Untuk mempersiapkan naskah akademik, YMPP meminta Guru Besar Pengetahuan Pengetahuan Budaya Universitas Indonesia (UI) Profesor Yon Mahcmudi, Moh Agung, Jack Jagong, dan juga Aby nyekar dalam Makam Raden Mas Margono Djojohadikusumo pada Jumat, 21 Februari 2024.
Guru besar Keilmuan Pengetahuan Budaya Universitas Indonesia (UI) Profesor Yon Mahcmudi mengungkapkan untuk menulis naskah akademik dirinya harus mendengarkan dari rakyat sekitar makam kemudian merasakan hawa sekitar makam.
“Saya berdialog dengan masyarakat, kepala Desa Dahwuan lalu juru kunci makam R.M. Margono dan juga menginap pada rumah warga lalu paginya melakukan nyekar. Suasananya dapat, inspirasinya dapat, emosi ketokohan RM Margono dapat dirasakan,” ujarnya, Akhir Pekan (23/2/2025).
Prof Yon menyebut, kakek Presiden Prabowo, R.M. Margono merupakan salah satu tokoh nasional andal yang miliki andil besar di mendirikan fondasi sektor ekonomi perbankan Indonesia di tempat era pra-kemerdekaan sampai awal kemerdekaan, tetapi cenderung dilupakan jasa juangnya.
Rangkaian seminar yang mana diselenggarakan Yayasan Merah Putih Peduli menyadarkan ada orang tokoh yang digunakan harus diperjuangkan untuk diberikan penghargaan pahlawan nasional oleh negara, sebagai upaya mengenang serta menanamkan nilai-nilai perjuangan itu agar nilai-nilai kejuangan itu bisa saja diwariskan terhadap generasi sekarang kemudian mendatang.

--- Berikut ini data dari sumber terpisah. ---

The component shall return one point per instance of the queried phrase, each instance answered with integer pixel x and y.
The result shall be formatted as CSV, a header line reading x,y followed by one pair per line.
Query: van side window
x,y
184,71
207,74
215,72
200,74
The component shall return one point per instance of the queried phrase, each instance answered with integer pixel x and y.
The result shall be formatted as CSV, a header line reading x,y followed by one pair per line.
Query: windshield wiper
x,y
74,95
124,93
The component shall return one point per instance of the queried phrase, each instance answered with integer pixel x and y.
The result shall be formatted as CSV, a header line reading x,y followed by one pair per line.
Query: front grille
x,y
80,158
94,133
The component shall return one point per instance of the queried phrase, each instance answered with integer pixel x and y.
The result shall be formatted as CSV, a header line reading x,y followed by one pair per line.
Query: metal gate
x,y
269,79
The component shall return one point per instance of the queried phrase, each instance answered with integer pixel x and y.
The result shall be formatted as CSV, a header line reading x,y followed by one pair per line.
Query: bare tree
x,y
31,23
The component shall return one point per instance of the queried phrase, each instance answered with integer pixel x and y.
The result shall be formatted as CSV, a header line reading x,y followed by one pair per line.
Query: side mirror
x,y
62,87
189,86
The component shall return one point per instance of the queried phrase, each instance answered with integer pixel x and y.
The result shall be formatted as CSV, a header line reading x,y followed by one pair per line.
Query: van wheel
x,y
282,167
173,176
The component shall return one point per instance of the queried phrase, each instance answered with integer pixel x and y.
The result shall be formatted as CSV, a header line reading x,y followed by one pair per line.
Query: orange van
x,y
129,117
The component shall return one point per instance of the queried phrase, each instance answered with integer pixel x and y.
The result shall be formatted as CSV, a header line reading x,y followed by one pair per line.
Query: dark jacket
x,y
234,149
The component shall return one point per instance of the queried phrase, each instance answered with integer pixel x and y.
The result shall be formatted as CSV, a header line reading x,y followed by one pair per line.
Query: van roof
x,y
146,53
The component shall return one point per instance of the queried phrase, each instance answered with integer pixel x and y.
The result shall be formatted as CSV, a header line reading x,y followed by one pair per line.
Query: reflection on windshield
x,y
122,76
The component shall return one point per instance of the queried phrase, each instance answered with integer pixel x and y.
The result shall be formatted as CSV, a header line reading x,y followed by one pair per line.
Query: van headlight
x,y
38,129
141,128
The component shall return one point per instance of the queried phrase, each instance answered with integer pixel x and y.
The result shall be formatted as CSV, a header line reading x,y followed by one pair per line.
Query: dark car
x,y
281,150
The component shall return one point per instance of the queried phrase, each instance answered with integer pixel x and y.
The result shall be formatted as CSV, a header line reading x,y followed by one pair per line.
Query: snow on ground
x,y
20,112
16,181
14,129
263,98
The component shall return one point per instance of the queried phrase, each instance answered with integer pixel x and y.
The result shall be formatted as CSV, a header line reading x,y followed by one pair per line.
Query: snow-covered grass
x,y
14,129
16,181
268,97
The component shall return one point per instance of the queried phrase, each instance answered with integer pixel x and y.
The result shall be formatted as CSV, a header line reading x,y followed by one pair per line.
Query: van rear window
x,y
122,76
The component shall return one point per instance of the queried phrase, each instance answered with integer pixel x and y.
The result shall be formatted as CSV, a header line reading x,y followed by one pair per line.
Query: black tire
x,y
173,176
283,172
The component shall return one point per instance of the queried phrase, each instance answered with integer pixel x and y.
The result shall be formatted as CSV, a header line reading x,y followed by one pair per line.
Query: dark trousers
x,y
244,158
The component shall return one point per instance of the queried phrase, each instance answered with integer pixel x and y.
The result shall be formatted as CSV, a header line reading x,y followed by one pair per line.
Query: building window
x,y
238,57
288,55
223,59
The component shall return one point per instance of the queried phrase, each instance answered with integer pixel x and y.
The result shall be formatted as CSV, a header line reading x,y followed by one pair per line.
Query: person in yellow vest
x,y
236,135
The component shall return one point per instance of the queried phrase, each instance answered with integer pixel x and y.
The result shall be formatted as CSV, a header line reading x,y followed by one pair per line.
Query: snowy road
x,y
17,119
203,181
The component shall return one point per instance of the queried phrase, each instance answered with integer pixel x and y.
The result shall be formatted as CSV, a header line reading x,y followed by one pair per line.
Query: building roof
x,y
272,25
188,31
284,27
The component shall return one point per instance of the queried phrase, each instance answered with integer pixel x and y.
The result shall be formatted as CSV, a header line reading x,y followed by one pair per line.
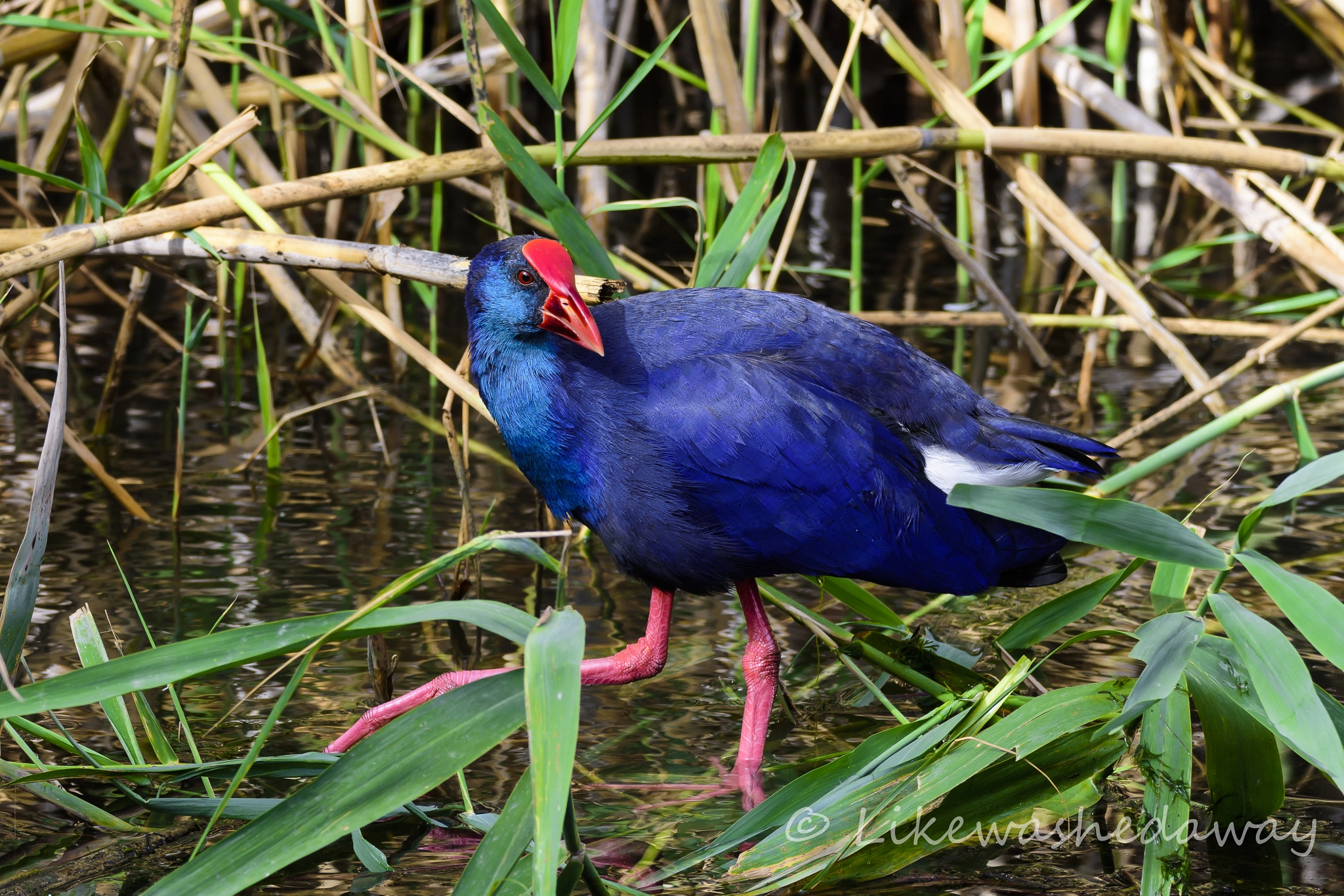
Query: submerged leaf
x,y
22,593
554,653
382,773
1069,607
1316,613
1164,645
1284,687
236,647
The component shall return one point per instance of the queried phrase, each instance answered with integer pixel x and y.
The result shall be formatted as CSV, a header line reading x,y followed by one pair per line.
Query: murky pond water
x,y
341,523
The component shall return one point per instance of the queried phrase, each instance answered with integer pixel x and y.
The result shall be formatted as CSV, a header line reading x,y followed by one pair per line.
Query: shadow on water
x,y
338,524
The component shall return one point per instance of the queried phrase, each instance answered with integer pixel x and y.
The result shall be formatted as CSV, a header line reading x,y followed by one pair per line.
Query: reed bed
x,y
262,195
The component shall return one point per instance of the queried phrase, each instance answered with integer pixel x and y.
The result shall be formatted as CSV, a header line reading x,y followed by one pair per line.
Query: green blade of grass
x,y
900,794
1005,793
68,801
1108,523
519,54
1242,765
264,397
1284,687
236,647
1166,645
729,238
627,89
96,179
1313,610
1164,757
503,843
93,653
859,600
1295,302
1171,582
754,245
388,769
569,225
565,42
370,856
554,651
1040,38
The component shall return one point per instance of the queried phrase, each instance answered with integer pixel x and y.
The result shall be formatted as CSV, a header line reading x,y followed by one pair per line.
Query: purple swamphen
x,y
714,436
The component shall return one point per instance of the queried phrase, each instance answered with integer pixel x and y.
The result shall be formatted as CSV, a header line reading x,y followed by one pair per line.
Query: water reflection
x,y
339,524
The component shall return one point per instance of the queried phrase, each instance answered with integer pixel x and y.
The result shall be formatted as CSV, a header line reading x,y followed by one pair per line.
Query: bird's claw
x,y
749,782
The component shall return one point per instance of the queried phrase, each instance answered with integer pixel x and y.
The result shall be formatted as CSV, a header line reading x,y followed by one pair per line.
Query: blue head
x,y
522,288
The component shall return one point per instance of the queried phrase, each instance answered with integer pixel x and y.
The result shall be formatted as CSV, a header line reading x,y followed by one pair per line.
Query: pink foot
x,y
641,660
761,668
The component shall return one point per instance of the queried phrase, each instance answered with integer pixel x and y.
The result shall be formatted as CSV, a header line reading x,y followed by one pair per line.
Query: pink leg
x,y
641,660
761,668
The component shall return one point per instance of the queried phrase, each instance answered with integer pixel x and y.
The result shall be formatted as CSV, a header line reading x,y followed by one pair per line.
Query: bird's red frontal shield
x,y
564,312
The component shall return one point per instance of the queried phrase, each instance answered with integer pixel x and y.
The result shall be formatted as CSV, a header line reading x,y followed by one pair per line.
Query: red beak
x,y
564,312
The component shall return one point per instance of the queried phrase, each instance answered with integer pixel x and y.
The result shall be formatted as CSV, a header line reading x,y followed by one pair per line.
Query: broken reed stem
x,y
1270,398
1254,356
27,249
1185,325
74,442
804,186
131,314
179,41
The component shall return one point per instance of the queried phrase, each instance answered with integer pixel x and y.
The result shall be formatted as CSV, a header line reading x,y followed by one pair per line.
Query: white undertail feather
x,y
945,469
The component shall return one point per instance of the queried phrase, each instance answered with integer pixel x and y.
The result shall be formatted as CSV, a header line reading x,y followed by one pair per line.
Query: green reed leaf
x,y
627,89
1284,687
756,245
569,223
250,644
93,653
554,652
859,600
1164,757
22,592
1108,523
503,844
393,766
744,215
1164,645
1242,765
519,54
1040,38
1316,613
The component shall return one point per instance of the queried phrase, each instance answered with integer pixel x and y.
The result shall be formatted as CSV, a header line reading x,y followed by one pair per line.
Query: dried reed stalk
x,y
1185,325
1257,214
259,247
1066,229
26,250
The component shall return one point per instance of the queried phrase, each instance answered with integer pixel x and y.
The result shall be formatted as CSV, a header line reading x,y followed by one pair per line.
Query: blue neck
x,y
523,386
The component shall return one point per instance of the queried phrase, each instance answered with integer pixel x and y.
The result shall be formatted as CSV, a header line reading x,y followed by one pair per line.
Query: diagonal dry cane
x,y
1295,207
897,165
1074,237
1257,214
1185,325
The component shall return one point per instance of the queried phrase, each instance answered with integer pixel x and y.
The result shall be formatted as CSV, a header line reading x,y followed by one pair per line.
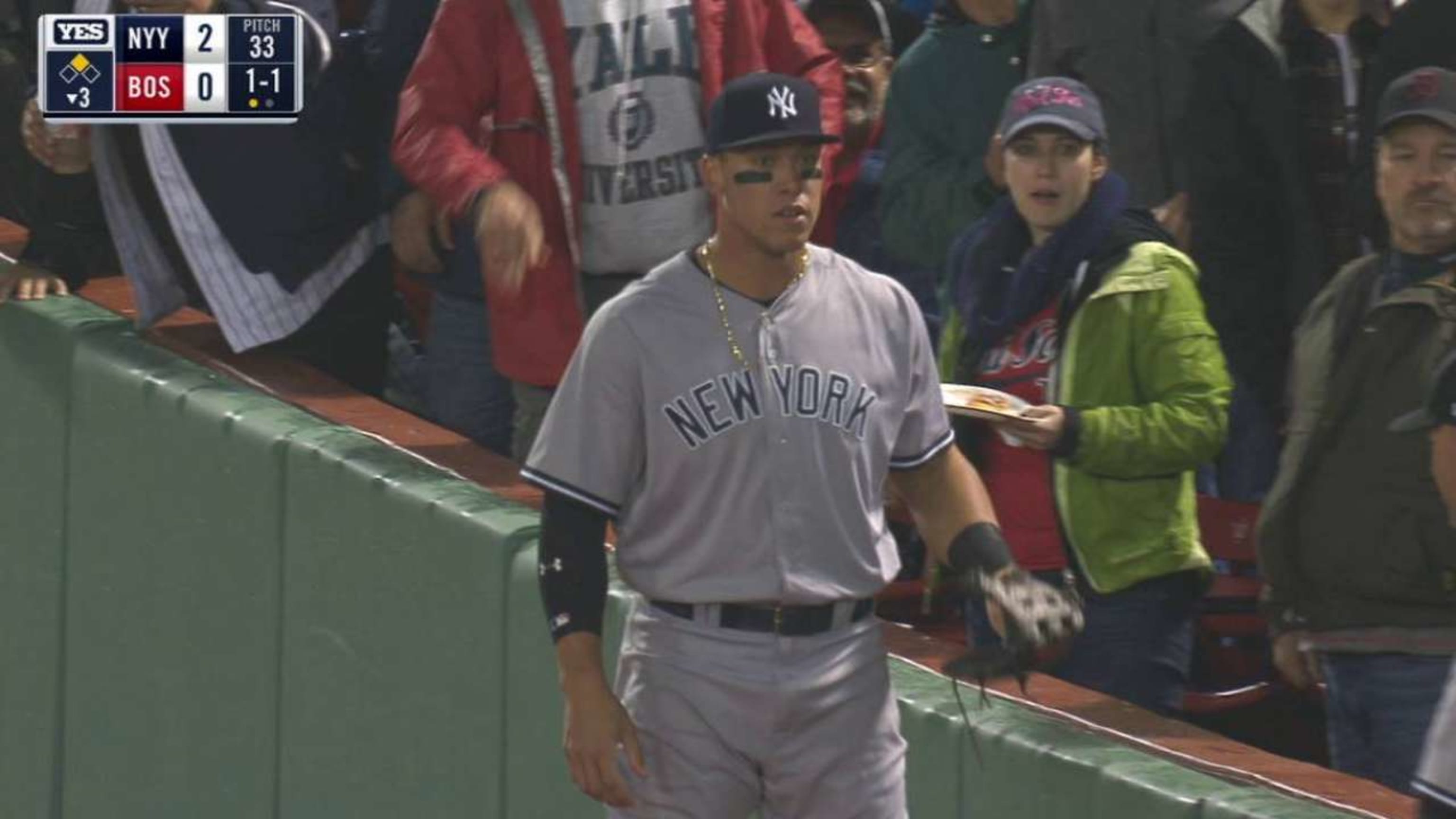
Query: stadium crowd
x,y
1257,206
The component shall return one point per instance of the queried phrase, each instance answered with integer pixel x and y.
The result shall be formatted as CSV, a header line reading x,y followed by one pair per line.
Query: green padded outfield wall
x,y
213,604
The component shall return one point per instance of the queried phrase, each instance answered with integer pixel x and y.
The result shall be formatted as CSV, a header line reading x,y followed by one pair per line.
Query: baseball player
x,y
737,413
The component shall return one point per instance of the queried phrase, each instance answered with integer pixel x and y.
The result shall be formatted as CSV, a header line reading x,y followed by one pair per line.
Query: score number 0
x,y
260,47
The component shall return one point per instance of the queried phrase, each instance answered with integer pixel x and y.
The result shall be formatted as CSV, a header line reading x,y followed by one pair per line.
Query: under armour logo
x,y
781,102
1426,86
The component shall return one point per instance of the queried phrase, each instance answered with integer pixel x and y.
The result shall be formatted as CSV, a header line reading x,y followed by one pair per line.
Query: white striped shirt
x,y
251,307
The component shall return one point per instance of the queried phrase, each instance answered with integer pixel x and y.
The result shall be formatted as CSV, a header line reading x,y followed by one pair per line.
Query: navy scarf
x,y
1404,270
996,285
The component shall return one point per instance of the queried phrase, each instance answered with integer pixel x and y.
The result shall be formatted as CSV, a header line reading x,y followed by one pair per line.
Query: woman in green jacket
x,y
1083,308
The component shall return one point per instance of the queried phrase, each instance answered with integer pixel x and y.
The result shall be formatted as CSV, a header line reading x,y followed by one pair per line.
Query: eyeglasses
x,y
860,56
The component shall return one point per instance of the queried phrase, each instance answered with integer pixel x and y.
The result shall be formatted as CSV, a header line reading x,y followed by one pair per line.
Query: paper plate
x,y
980,403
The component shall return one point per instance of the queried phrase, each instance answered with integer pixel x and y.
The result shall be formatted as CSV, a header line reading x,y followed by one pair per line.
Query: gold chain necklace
x,y
705,254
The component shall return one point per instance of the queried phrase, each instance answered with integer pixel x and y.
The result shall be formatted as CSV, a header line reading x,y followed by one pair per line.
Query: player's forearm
x,y
579,662
946,498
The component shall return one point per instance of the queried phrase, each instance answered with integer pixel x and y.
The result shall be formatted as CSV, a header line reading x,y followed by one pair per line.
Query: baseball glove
x,y
1038,620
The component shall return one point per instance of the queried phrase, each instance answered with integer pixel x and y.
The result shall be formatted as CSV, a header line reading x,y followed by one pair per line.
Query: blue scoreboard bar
x,y
171,67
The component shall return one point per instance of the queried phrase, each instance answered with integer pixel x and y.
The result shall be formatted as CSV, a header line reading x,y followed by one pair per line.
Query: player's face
x,y
1417,186
1050,174
769,194
1443,465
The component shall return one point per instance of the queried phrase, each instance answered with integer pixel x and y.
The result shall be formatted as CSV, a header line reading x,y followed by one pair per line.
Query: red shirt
x,y
1018,477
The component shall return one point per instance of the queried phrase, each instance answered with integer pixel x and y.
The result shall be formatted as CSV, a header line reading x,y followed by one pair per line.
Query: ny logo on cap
x,y
781,102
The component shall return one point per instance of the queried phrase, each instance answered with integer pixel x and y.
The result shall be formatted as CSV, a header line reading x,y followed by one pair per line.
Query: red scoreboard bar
x,y
171,67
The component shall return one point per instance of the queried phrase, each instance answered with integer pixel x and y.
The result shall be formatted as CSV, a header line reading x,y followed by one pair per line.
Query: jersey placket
x,y
785,465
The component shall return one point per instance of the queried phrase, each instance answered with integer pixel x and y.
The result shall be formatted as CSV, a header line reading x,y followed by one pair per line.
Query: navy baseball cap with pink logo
x,y
1424,94
1053,101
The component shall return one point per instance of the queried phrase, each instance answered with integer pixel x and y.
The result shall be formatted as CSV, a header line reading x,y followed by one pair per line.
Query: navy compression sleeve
x,y
573,566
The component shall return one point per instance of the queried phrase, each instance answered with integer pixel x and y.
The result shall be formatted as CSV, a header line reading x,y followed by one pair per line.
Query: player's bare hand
x,y
598,732
510,235
1174,218
414,228
1296,664
1038,428
29,283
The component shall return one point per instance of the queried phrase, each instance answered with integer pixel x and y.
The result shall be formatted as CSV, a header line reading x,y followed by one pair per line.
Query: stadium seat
x,y
1231,650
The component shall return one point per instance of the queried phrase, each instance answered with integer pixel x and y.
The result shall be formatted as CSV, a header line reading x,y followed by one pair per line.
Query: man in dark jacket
x,y
1272,142
1355,544
286,254
863,36
944,102
1138,57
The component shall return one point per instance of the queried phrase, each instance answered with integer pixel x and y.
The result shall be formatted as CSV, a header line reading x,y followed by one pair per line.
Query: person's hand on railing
x,y
28,282
1295,662
417,228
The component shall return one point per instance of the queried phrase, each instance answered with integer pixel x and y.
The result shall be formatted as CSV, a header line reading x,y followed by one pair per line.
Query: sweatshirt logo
x,y
800,391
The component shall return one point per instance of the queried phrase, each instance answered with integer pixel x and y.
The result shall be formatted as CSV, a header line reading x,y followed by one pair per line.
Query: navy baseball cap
x,y
1440,401
762,109
1053,101
1426,94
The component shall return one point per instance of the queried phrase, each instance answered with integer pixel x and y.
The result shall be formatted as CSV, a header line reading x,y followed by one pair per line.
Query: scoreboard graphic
x,y
171,67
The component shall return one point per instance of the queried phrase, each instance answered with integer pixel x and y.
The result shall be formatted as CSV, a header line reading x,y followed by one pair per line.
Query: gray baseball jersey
x,y
747,486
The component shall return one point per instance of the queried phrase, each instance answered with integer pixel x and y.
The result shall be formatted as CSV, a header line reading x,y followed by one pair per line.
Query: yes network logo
x,y
81,31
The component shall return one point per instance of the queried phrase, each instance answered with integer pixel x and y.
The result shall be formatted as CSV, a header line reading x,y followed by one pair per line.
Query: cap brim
x,y
1413,422
775,139
1079,130
1439,116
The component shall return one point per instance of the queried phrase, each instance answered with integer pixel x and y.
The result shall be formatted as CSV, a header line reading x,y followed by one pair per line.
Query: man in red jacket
x,y
568,132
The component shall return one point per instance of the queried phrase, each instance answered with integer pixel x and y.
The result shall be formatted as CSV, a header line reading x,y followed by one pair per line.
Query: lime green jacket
x,y
1145,375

Sekretaris YMPP Moh Agung menyatakan sebagai generasi muda dengan jiwa muda juga disemangati oleh nilai patriotisme yang tinggi akan menyosialisasikan nilai-nilai kejuangan RM Margono untuk seluruh warga Indonesia melalui rangkaian seminar tentang ketokohan Pak RM Margono di area beberapa perguruan tinggi ternama seperti Universiras Keamanan (Unhan), Universitas Jenderal Sudirman (Unsud), Universitas Gadjah Mada (UGM) juga Universitas Indonesia (UI).
Agung, sapaan akrabnya menyatakan nilai-nilai kejuangan ini harus dijadikan gaya hidup baru bagi generasi muda agar kelak generasi muda meneladani beliau di tempat di dinamika hidup bermasyarakat, hidup sebagai bangsa juga bernegara.